Toilet Paper? Wet Wipes? Flushable Wipes?
Households have many options on what goes down their drains, but Superior Plumbing and Drain has a little advice before you get started.
What can go wrong?
Take a look at these pictures. Master plumber Robert just cleared out a stopped up drain full of wipes.
How Much is Too Much?
Flushing down items that take longer to disintegrate can cause serious issues. Normal toilet paper usually dissolves within 24 hours. This is ideal. Flushing anything with cardboard or plastic can clog your drain or even your tank. If debris fills up around the filter of the septic tank, you could face thousands of dollars in repairs. The septic tank should be drained at least every two years.
What A Septic Tank Does
- Takes in wastewater from household
- Always has water inside tank
- Natural bacteria breaks down solids
- A filter allows water to leave tank
- The filtered water is absorbed through natural processes below your yard
What About Wet Wipes?
Wet wipes are growing in popularity and many claim to be flushable. Are they safe to flush? Do they dissolve as they claim? The answer is no and yes.
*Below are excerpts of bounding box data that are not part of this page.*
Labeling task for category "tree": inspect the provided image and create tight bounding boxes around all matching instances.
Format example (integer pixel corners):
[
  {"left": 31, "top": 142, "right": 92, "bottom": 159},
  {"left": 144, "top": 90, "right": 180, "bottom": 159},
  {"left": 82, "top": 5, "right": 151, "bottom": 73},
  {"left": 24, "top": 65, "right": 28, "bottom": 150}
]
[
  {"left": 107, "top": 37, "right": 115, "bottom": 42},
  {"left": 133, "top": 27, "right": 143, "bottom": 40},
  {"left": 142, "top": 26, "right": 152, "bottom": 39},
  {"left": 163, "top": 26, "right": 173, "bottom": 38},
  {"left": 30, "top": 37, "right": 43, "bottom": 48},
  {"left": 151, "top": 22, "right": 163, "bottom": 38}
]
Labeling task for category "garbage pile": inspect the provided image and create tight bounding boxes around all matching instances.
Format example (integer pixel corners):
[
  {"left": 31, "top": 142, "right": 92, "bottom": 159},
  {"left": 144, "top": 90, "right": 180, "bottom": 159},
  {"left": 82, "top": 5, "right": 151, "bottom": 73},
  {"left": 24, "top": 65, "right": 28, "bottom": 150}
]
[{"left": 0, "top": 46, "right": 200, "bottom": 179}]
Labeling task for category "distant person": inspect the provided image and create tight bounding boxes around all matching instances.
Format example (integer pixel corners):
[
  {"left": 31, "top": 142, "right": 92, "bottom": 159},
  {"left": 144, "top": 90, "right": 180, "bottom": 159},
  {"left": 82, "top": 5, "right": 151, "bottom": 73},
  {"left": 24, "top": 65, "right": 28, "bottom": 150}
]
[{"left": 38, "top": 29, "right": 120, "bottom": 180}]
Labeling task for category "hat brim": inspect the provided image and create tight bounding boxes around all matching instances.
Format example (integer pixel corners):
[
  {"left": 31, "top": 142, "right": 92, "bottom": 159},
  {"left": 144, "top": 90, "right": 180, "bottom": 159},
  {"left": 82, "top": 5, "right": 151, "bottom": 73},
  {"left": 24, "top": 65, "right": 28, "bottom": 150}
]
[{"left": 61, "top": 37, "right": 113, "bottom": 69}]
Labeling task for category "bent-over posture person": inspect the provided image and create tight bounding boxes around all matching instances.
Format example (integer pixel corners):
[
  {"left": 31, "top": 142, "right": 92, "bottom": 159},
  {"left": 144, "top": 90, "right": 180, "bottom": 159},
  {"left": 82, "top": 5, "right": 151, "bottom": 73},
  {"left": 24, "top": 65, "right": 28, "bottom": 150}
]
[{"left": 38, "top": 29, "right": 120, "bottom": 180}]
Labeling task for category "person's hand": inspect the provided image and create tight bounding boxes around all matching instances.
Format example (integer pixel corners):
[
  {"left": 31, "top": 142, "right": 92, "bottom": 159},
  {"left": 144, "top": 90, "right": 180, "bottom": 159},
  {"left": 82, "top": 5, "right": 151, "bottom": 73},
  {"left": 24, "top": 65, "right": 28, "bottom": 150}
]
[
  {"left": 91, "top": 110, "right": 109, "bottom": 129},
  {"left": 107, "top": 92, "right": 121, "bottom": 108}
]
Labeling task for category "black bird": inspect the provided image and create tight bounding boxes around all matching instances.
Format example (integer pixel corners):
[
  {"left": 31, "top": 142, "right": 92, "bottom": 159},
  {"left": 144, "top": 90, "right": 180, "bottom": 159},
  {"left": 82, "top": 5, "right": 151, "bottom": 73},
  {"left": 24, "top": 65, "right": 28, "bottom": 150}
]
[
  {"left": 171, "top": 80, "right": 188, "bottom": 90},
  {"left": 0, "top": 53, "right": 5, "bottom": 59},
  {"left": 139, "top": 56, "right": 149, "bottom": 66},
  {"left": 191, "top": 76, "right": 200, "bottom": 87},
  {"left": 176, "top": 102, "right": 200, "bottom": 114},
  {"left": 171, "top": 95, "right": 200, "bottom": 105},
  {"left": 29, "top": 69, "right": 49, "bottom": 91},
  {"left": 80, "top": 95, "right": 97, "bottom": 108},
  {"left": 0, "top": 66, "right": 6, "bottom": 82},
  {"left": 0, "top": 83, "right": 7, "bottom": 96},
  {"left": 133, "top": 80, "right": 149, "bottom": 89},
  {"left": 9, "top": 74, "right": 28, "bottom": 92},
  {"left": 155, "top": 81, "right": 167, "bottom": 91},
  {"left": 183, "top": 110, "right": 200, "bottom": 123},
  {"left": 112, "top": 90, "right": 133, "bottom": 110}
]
Technically, they should be safe to flush and they do actually dissolve. The problem is that they can take weeks and months to dissolve. If they are used constantly, the septic tank may not be able to keep up with the demand. The problem is compounded by the fact that wet wipes can cling to surfaces. If there are roots or other protrusions inside your septic system, then the wet wipe will stick. The best option is to not flush them in a toilet. If a customer insists on using wet wipes, then they should be discarded by different means. For example, disposable diaper bags are relatively cheap when bought in bulk and they have a heavily scented layer.
What Else Should I Not Flush?
- Anything Plastic - without going into more detail- I think we all know what we are referring to here!
- Medications- while they will dissolve and not cause a clog, many medications kill bacteria. If the natural bacteria in the septic system is destroyed, you could experience a build-up of solids.
- Any paper besides toilet paper. Napkins, paper towels, copy paper, etc. Toilet paper is designed to dissolve quickly. The others are not. They will clog your drain or slow down the breakdown of solids in your septic tank.
- Anything that is not biodegradable. Thinks like band-aids and floss.
What If I Do Not Have a Septic Tank?
Even without a septic tank, you could be releasing harmful chemicals into the environment. Flushing wet wipes down your drain may clog up sewer systems. If the wipes reach a water treatment facility, as they often do, they cause major problems for the facilities.
When considering what your septic system is capable of handling, it is not all about dissolving the solids. Certain chemicals in pills, cat litter, cigarettes, and other items can be absorbed in your soil or groundwater. Be mindful of these risks and take care of your home and dispose of items in the appropriate manner.